= The Laily Worm and the Machrel of the Sea =

Traditional song

"The Laily Worm and the Machrel of the Sea" (Roud 3968, Child 36) is an English-language folk song. 'Machrel' is an archaic spelling of 'mackerel', the type of fish, and title can be spelled either way.

==Synopsis==
A young man, transformed into a laily (loathly, or loathsome) worm, tells his story: his father married an evil woman as his stepmother, and she transformed him into a worm and his sister into a mackerel. His sister combed his hair every Saturday. He has killed seven knights, and if the man he was speaking to was not his father, he would be the eighth.

His father sends for the stepmother, who claims his children are at court.
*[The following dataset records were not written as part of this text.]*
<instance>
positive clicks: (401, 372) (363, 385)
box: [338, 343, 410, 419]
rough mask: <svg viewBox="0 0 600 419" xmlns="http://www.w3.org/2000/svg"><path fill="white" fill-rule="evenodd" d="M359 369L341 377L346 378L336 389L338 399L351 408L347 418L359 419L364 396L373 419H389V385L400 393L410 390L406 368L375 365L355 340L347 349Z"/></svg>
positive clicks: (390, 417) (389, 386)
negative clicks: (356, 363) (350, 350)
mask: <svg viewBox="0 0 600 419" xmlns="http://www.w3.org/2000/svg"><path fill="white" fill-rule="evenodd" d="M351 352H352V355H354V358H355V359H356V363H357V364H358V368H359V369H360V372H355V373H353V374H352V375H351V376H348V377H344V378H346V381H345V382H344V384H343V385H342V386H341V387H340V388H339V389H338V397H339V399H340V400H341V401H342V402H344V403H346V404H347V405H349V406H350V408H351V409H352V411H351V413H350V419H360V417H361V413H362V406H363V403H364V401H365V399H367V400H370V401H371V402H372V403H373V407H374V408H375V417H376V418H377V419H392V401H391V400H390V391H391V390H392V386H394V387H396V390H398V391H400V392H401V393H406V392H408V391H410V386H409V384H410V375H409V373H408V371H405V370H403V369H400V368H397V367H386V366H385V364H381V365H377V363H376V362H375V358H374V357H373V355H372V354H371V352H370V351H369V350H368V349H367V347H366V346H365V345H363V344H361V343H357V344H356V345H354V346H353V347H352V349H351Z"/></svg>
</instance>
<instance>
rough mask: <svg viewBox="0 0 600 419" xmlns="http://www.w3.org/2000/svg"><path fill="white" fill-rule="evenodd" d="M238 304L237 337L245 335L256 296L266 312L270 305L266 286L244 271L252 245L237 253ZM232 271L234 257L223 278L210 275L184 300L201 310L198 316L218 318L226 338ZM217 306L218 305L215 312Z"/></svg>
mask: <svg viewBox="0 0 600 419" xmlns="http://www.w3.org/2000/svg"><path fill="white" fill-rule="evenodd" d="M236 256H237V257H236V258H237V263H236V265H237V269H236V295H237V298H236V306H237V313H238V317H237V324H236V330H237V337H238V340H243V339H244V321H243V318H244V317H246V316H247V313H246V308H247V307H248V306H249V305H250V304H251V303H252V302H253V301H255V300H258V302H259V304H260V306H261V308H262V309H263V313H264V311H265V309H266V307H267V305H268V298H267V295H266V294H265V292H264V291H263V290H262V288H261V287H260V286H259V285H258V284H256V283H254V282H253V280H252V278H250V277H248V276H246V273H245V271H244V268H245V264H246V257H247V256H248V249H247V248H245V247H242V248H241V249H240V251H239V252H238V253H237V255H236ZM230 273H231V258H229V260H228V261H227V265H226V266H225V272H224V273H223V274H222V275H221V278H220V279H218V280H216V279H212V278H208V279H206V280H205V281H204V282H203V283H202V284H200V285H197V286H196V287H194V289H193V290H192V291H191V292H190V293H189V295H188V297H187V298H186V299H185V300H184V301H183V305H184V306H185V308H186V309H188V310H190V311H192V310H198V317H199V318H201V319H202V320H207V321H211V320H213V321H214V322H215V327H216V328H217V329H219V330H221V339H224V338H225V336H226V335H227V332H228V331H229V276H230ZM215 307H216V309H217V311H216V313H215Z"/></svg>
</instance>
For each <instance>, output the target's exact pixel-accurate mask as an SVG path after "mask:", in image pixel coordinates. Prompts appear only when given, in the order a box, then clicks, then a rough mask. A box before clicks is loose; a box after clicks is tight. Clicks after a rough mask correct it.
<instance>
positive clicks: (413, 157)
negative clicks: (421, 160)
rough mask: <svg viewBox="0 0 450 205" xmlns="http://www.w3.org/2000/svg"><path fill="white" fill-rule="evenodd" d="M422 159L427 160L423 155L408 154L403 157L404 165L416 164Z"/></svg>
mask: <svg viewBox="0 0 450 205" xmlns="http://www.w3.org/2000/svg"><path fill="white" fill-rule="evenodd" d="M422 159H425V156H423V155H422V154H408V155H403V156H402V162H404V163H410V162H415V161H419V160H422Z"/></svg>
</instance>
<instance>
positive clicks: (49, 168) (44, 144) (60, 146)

He makes her use her silver wand to turn his son back, and then her magic horn to summon the fish, although the daughter holds back rather than let the stepmother transform her again.

The father burns the stepmother at the stake.

==Motifs==
This ballad has motifs in common with "The Laidly Worm of Spindleston Heugh", "Kemp Owyne", and more with "Allison Gross", but is an independent one, and a traditional one, unretouched by literary forms.

The sister can comb the hair in "Allison Gross" because she still has her human form; Francis James Child believed that part of the original tale has been lost, in which she could assume her human form again for part of the week.

The horn has a logical plot function in this tale, unlike "Allison Gross". It is psychologically sound that the fish wishes to avoid her stepmother, but that plot twist leaves her still a fish; Child believed that, here, also, part of the tale was lost.